On Thu, May 14, 2009 at 9:43 AM, Anders Logg <logg@xxxxxxxxx> wrote:
On Thu, May 14, 2009 at 08:40:41AM +0100, Garth N. Wells wrote:
Martin Sandve Alnæs wrote:
Is there a mathematical difference?
Splitting hairs, I would say yes and that grad(u('+')) is correct and
grad(u)('+') is not because grad(u) is not defined in a classical sense.
I prefer grad(u('+')), but FFC used to use grad(u)('+').

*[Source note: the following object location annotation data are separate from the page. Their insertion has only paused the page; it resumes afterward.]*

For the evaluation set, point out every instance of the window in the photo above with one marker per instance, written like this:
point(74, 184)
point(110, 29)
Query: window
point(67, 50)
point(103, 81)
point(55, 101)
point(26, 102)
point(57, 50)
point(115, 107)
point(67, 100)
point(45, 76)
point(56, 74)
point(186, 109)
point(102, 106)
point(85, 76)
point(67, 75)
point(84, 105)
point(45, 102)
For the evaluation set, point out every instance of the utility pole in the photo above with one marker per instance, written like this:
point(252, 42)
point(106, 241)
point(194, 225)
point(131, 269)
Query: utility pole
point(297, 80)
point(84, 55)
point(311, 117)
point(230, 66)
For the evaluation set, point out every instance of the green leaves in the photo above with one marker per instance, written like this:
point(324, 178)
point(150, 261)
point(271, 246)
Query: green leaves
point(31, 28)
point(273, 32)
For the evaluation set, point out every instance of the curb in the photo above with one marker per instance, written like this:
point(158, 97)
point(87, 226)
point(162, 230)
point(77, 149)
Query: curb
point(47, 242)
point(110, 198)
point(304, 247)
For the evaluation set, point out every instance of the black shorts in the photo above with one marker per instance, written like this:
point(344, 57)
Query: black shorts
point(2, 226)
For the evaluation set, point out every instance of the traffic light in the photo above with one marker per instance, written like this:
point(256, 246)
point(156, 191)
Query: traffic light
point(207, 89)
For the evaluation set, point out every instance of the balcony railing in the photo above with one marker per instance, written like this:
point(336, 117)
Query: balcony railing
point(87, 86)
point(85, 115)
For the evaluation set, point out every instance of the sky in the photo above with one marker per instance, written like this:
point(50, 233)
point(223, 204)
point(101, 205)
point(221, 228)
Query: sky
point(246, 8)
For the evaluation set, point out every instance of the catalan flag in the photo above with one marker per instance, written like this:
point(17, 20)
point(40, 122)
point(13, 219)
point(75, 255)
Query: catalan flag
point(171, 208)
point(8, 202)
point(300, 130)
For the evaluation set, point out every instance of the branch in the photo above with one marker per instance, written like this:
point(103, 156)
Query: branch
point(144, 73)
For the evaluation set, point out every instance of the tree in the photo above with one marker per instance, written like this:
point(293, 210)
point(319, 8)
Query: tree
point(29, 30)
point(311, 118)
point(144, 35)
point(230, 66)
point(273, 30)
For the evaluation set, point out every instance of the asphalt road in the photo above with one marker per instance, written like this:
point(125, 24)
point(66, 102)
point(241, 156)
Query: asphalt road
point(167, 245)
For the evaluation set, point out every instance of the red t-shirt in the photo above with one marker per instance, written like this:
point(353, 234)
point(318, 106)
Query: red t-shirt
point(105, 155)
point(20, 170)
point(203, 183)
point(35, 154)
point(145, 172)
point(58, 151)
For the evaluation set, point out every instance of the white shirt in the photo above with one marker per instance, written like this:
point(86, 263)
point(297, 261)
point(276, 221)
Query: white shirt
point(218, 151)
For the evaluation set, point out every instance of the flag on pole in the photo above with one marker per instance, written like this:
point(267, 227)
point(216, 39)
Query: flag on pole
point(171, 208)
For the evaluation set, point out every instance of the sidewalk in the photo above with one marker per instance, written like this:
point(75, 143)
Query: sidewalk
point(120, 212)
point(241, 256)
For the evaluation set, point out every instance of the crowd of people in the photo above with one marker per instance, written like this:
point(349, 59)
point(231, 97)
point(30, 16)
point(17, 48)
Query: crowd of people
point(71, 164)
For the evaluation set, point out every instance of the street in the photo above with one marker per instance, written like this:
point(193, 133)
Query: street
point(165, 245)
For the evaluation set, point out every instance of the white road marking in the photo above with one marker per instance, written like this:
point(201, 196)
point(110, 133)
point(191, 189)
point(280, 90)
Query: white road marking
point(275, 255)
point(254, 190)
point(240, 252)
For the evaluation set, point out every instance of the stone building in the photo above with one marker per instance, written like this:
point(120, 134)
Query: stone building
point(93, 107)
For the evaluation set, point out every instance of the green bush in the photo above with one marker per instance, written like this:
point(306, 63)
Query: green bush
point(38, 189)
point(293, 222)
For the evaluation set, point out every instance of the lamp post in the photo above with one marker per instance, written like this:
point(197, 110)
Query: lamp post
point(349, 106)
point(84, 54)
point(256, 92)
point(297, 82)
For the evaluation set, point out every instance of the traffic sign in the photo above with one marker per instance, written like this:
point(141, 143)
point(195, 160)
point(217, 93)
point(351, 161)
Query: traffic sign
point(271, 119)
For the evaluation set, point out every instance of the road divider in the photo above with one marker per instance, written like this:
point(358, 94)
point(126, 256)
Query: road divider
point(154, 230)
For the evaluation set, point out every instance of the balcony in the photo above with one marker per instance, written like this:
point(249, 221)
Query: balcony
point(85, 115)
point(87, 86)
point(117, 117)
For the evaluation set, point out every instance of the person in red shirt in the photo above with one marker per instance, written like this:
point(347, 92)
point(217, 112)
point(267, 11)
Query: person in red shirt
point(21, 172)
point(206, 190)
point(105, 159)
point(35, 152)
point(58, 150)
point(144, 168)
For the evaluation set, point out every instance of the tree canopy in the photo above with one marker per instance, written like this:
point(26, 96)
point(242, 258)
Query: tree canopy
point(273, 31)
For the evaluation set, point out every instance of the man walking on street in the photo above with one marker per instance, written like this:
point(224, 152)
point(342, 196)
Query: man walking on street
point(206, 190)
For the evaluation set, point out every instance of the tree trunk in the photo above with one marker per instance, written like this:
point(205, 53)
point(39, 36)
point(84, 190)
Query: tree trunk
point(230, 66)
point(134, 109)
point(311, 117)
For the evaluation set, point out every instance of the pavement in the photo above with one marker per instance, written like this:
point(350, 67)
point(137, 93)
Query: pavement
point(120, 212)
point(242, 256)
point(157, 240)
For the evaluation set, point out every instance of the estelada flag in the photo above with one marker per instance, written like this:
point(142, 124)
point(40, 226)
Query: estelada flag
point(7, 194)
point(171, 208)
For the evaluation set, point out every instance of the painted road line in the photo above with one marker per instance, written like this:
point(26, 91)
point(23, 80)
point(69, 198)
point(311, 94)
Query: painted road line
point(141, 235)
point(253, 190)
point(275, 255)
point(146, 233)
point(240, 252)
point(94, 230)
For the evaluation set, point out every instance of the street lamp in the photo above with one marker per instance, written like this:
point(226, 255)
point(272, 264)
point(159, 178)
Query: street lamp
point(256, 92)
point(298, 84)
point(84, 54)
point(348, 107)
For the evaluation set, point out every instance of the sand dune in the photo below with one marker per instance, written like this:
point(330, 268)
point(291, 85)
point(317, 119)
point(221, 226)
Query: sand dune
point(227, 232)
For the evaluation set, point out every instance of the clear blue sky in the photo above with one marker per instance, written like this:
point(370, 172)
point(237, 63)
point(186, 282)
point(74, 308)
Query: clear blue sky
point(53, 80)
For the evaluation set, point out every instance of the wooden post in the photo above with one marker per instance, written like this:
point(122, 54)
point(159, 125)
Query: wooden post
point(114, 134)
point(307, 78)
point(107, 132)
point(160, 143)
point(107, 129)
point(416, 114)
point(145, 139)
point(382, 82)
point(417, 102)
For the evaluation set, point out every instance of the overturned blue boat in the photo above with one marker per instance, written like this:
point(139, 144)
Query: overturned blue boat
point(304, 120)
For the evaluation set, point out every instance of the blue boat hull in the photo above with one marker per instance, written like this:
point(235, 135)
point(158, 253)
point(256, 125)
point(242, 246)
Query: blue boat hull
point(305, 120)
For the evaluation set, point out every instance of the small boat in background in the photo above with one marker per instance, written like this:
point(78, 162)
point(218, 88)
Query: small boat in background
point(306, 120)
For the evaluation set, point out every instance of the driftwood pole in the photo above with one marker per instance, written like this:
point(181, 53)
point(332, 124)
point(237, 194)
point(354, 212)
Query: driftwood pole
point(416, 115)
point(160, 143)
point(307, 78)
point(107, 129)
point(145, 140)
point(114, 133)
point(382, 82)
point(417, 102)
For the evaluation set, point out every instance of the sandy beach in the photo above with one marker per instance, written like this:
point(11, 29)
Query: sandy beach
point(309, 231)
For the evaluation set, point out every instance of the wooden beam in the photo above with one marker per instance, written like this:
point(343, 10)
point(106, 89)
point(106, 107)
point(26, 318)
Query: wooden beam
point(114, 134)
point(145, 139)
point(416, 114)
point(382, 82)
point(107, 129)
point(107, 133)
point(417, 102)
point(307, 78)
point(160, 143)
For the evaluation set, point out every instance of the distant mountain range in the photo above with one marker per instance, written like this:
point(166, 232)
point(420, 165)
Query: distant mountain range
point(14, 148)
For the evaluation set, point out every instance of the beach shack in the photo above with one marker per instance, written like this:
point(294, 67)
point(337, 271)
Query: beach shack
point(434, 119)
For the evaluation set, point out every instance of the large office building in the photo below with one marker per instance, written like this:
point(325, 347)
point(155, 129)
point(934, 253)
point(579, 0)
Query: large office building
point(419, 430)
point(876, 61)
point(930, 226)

My preference
is however not strong.
My immediate question is will the generated code differ for grad(u('+'))
and grad(u)('+')?
Garth
No, since the restriction will be propagated to the leaves... :-)

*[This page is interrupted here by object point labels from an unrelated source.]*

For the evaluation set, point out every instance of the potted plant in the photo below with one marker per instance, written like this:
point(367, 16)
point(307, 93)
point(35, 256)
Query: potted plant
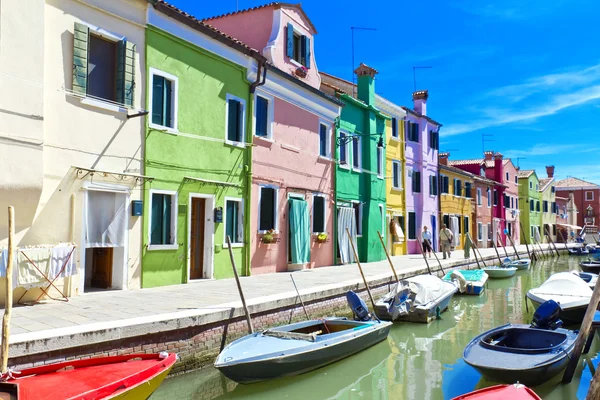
point(269, 237)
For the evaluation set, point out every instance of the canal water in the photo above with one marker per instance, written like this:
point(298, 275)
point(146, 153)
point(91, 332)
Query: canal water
point(417, 361)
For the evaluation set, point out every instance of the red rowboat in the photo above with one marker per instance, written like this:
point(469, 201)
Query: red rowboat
point(501, 392)
point(130, 377)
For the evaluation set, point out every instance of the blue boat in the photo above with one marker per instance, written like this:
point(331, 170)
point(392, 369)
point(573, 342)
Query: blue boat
point(301, 347)
point(469, 281)
point(530, 354)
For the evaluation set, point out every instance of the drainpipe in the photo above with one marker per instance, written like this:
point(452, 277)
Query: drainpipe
point(260, 80)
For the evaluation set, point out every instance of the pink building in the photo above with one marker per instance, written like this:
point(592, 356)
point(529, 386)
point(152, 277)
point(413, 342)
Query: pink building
point(293, 131)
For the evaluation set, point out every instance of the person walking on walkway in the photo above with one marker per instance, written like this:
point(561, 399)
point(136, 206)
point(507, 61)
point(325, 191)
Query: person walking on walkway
point(446, 238)
point(426, 235)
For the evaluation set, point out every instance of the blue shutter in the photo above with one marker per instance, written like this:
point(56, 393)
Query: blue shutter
point(290, 41)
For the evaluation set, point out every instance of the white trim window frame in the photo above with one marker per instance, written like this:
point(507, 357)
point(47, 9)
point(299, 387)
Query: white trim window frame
point(270, 114)
point(275, 207)
point(240, 223)
point(328, 134)
point(174, 100)
point(242, 121)
point(173, 227)
point(324, 197)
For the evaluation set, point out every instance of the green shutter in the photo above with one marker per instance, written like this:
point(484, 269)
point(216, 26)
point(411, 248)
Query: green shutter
point(125, 72)
point(80, 57)
point(290, 41)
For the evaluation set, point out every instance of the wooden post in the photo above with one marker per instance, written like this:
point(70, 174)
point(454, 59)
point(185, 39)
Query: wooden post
point(360, 268)
point(300, 297)
point(388, 257)
point(8, 298)
point(584, 331)
point(237, 281)
point(424, 256)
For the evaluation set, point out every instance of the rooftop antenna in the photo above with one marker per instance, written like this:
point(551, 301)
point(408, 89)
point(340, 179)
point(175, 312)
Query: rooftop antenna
point(484, 140)
point(353, 28)
point(415, 75)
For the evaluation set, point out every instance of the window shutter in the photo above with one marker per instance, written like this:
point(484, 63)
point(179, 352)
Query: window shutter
point(290, 41)
point(125, 72)
point(80, 58)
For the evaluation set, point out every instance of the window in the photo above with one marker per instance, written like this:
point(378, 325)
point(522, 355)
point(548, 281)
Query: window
point(234, 221)
point(358, 215)
point(163, 103)
point(263, 116)
point(416, 181)
point(412, 226)
point(356, 153)
point(343, 149)
point(163, 220)
point(298, 46)
point(267, 218)
point(396, 175)
point(395, 128)
point(103, 65)
point(234, 117)
point(433, 185)
point(319, 214)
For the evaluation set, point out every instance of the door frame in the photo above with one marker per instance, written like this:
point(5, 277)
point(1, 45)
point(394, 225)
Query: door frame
point(112, 188)
point(209, 235)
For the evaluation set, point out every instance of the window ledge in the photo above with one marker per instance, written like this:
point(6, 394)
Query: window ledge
point(104, 105)
point(163, 246)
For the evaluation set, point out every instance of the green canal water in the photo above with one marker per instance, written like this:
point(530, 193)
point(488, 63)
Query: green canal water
point(417, 361)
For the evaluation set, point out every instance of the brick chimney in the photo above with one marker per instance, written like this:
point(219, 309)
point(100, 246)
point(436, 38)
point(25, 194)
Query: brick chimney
point(420, 101)
point(366, 83)
point(443, 158)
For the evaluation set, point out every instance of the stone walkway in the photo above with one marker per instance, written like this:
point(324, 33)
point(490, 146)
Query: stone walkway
point(108, 314)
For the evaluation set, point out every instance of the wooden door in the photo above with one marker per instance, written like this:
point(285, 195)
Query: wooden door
point(197, 238)
point(102, 267)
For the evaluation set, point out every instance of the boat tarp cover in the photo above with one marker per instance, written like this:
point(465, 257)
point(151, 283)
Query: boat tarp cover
point(470, 275)
point(428, 288)
point(565, 283)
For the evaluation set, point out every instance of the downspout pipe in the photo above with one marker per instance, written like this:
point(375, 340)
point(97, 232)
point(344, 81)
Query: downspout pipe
point(261, 77)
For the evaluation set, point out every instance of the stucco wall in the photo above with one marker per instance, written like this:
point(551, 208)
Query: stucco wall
point(197, 151)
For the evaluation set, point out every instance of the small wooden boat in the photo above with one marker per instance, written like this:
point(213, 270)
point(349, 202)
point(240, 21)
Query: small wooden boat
point(134, 376)
point(297, 348)
point(501, 392)
point(531, 354)
point(470, 281)
point(500, 272)
point(570, 291)
point(417, 299)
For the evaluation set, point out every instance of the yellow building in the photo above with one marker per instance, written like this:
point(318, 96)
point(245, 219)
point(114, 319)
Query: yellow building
point(395, 165)
point(456, 202)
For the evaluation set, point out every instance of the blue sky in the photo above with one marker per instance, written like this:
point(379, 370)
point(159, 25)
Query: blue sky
point(526, 72)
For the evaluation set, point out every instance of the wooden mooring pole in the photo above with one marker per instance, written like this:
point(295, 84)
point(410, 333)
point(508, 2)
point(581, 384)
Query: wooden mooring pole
point(360, 268)
point(584, 332)
point(8, 298)
point(237, 281)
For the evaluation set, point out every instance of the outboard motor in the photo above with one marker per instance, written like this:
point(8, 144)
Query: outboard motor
point(358, 307)
point(546, 316)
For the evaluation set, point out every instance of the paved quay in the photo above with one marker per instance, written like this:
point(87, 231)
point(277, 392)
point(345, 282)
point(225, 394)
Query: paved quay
point(113, 315)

The leaves are terminal expressions, that is literal constants,
geometric quantities, functions and basis functions.
"Propagating to the leaves" means modifying for example
(grad(f) + grad(g))('+')
to
(grad(f('+')) + grad(g('+')))
such that the restrictions apply directly to the terminal expressions.
That will simplify the work of the form compilers, and allow
for example taking the jump of anything.
Basically, I think the canonical representation after some algorithms should be
u('+').dx(i)
and with indexing either
u('+').dx(i)[j]
or
u('+')[j].dx(i)
If restrictions, (indexing) and derivatives are applied to a
(non-scalar) function (terminal).
Currently, both
u.dx(i)[j]
and
u[j].dx(i)
can occur, and restrictions are not handled.